ファイナルファンタジーの生みの親、FF6の後継作を計画
ファイナルファンタジーの生みの親である坂口博信はかつて引退を検討していたが、現在では『ファイナルファンタジー6』の精神的後継作となる新たなゲームの開発を目指している。彼の次なるプロジェクトとその開発状況について詳しく紹介する。
ファイナルファンタジー生みの親、最後のゲームを計画中
『ファイナルファンタジー6』の精神的後継作
2021年に最初にリリースされた『ファンタジアン ネオディメンション』の大成功を受けて、『ファイナルファンタジー』の生みの親である坂口博信は、『ファイナルファンタジー6』をインスピレーション源とするゲームの開発を進めている。The Vergeとのインタビューで、坂口は「引退前に最終作として『ファンタジアン』を制作するつもりだった」と語ったが、現在では『ファイナルファンタジーVI』の後継作品として新たなタイトルを開発したいと考えている。
当初は引退を検討していたが、坂口は「このプロジェクトに集まった素晴らしいチームとの協業が非常に楽しく、離れることの難しさを感じた」と述べている。その結果、『ファンタジアン』と同じチームと新たなプロジェクトを始動させた。彼らの目標は「クラシックでありながら新鮮な体験を提供すること」であり、坂口はこのゲームを「自分の別れの手紙の第二章」と表現している。
坂口の新プロジェクトに関する開発進捗
2024年のFamitsuとのインタビューで、坂口は新たなプロジェクトに本格的に取り組んでいることを確認した。「約1年前に脚本を完了したため、今後2年以内に大きなマイルストーンに到達すると見込んでいる」と述べている。2024年6月、Mistwalkerは「FANTASIAN DARK AGE」の商標を出願し、ファンの間で『ファンタジアン』の続編への期待が高まった。
坂口は、このプロジェクトがこれまでの作品と同様、ファンタジーRPGのスタイルを踏襲すると示唆している。現在のところ、ゲームのタイトルや今後の詳細について公式な発表は行われていない。

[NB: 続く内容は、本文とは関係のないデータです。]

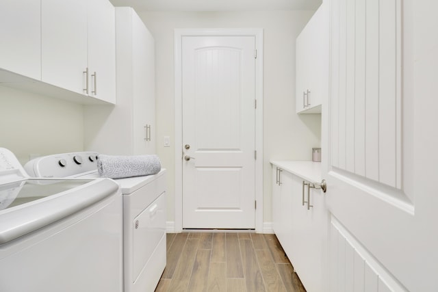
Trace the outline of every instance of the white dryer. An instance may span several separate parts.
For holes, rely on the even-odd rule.
[[[107,178],[31,178],[0,148],[0,291],[123,289],[122,195]]]
[[[99,178],[99,153],[80,152],[31,160],[31,176]],[[123,198],[125,292],[153,292],[166,267],[166,170],[115,180]]]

『ファンタジアン ネオディメンション』のためのスクウェア・エニックスとの再協業
Mistwalkerは2024年12月、PC、PlayStation 4、PlayStation 5、Xbox Series X|S、Switch向けに『ファンタジアン ネオディメンション』をスクウェア・エニックスと共同でリリースした。『ファンタジアン』は2021年にApple Arcadeの独占タイトルとして発売され、複数のレビュー誌や批評家から同プラットフォームの最高作の一つと評価されている。スクウェア・エニックスとの再協業について、坂口は「私のキャリアの原点であり、最終作として描いていたゲームを巡る形で再び戻ってきたことは、特別な達成感を与えてくれた」と語っている。
坂口は1983年にスクウェア(現・スクウェア・エニックス)に入社し、1987年に初代『ファイナルファンタジー』を監督、その後の主要作4作も手がけ、その後『ファイナルファンタジー6』から『11』までをプロデュースした。2003年に会社を退社後、Mistwalkerを設立し、『ブルードラゴン』『ロストオデッセイ』『ザ・ラストストーリー』などのゲームを開発してきた。最新作である『ファンタジアン』は2021年にデビューし、2024年にスクウェア・エニックスによって『ファンタジアン ネオディメンション』として強化された。
スクウェア・エニックスとの最近の提携にもかかわらず、坂口は『ファイナルファンタジー』や過去の作品への再訪には興味がなく、「クリエイターから消費者へと役割を移した」と述べている。